A Faust for Our Time
['A Faust Book'] is full of cunning literary allusions and learned puns (of which I probably missed as many as I recognised) and the perfect reader of Enright's book would be a widely read don with something of his own donnish turn of mind.
Considered only in these terms Enright's 'Faust' is a very funny book. He has a great knack for sliding from the sixteenth century into our own and back again; and much of the humour comes from comic and pointed anachronisms. But this is plainly a book about 1979, and the trappings of the sixteenth century are really no more than a device for a sharp satirical glare at our own times….
[A] careful reading of Enright's 'Faust' shows that traditional morality is a scarlet thread running through the work from start to finish. Because the Faust legend is set as much in hell as on earth—wherever Mephistopheles is, he creates a hell all around him—and partly, perhaps, because it is notoriously easier to describe hell than heaven, most of this poem is about the pains, follies and vices of mankind….
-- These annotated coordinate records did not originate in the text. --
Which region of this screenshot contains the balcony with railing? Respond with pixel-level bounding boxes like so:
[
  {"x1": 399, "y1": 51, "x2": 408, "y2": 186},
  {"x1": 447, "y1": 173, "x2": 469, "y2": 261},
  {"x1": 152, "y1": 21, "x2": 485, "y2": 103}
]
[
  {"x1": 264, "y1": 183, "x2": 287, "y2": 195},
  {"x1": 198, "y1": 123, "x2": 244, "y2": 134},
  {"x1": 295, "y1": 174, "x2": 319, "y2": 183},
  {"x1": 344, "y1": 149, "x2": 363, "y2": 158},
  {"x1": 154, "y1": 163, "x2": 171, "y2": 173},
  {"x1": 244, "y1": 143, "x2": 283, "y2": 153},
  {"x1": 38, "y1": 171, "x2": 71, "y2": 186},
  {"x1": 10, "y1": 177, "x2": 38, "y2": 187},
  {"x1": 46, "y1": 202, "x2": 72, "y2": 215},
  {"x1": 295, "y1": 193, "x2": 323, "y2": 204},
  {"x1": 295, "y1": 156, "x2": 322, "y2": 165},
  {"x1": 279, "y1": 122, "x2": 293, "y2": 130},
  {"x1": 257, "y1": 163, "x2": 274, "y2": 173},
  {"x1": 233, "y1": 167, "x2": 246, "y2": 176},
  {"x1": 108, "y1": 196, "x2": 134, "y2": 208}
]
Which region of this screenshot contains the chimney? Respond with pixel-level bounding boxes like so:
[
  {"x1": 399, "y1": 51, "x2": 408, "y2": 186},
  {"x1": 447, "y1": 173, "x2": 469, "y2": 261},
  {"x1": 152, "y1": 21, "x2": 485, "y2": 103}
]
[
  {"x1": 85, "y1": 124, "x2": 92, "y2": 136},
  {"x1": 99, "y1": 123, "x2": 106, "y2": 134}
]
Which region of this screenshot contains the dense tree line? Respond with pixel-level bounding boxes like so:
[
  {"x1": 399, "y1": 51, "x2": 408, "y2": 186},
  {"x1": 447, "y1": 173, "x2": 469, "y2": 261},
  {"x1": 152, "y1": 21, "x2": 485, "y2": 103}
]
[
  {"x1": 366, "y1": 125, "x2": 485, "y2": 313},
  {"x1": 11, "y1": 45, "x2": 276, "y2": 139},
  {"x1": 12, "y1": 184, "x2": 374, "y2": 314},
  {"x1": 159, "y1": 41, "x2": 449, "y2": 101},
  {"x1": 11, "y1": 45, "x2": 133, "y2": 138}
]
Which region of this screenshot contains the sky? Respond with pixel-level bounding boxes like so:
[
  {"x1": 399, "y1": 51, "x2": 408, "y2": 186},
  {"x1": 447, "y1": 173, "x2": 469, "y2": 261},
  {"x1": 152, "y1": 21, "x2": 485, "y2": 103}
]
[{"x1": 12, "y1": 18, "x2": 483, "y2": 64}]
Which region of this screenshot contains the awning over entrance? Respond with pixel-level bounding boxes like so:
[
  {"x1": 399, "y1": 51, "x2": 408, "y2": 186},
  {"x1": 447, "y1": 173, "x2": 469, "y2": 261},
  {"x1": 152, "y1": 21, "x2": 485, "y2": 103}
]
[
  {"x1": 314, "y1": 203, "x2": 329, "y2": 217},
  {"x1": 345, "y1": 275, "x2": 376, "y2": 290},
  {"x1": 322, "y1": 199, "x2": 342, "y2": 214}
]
Some of the jokes fall flat: sometimes Mr Enright is too keen for the applause of the Senior Common Room: but this is a good poem, and a serious one. The best of the jokes are serious which certainly doesn't mean that they are not the sort we laugh at. It seems to me that the message, however drily delivered, is that hope is a virtue, which should be practised in our own time as in every other.
Philip Toynbee, "A Faust for Our Time," in The Observer, October 7, 1979, p. 39.